Every one has burned brightly in the evening hours at our house, and every one has eventually fizzled– except Wild Kratts.
In case you are unfamiliar with this show, it involves two real-life brothers, Chris and Martin Kratt, who transform at the beginning of each episode into cartoon versions of themselves. Their cartoon selves possess special creature power suits that allow them to exhibit the “creature powers” of any animal they come in contact with. Sometimes, this is awesome, like when they become lions or elephants. And sometimes they become lame animals like groundhogs or beavers. Once, Martin became a tree, which I feel like may have stretched the narrative conceit a bit too far, but I have sort of a crush on Martin, so I let it slide.
Addie may throw a few other shows in the mix from time to time, but Wild Kratts is always only a button-click away. We have seen every episode at least five times. We once watched an episode in Spanish on YouTube. (I actually don’t recommend looking up the Wild Kratts on YouTube, because for some reason, there is a whole lot of gay fan fiction out there for it? Like this video, which Addie loves, and I don’t have the heart to point out that there’s not actually a scene in the show where the brothers lie in bed naked, Martin holding Chris as he cries.) We’ve played all the Wild Kratt games on PBS Kids.
She owns her own creature power suit, and her own Chris and Martin dolls, with whom she sleeps every night (presumably not naked and crying). Addie’s favorite game is called Addie Kratt, in which she is the third Kratt sibling and I am the Kratt mommy but also all of the villains. Rosie is usually a gecko. She does not have a speaking role.

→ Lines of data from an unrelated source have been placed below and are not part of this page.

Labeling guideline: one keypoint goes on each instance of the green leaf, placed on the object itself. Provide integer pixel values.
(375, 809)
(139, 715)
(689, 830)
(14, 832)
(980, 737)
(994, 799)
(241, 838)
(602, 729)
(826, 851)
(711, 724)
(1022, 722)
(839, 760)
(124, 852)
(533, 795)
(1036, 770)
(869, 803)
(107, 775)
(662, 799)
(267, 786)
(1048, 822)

Thankfully, Wild Kratts is one of the few actually enjoyable children’s television shows out there (along with another PBS Kids show, Odd Squad, which I once unapologetically watched by myself after Addie went to bed just because it’s pretty funny). The Kratt brothers are entertaining; the show is educational and doesn’t shy away from the concept of predators and prey; and it made me look like the greatest mother in the world at the playground once when Addie pointed at some kids swinging on the monkey bars and said “Look, Mommy! Those boys are brachiating!“
Addie is turning six in May, and as her present, we’re taking her to see the Wild Kratts live and in person. What she doesn’t know is that after the show, we’re also going to a meet and greet, so she will finally get to talk to her idols in person. Or, rather, Ben and I will make awkward small talk with them while Addie spazzes the fuck out, as she is prone to do whenever she is within ten feet of anyone she even remotely likes.
All I know is this: when she saw me placing the picture of Chris and Martin earlier in this post, she looked me right in the eye and said “Mommy, one day I will kiss Chris.” Then she walked out of the room, a glint of determination in her eye.
And soon, I will have the chance to make that creepy dream a reality. Best mom ever.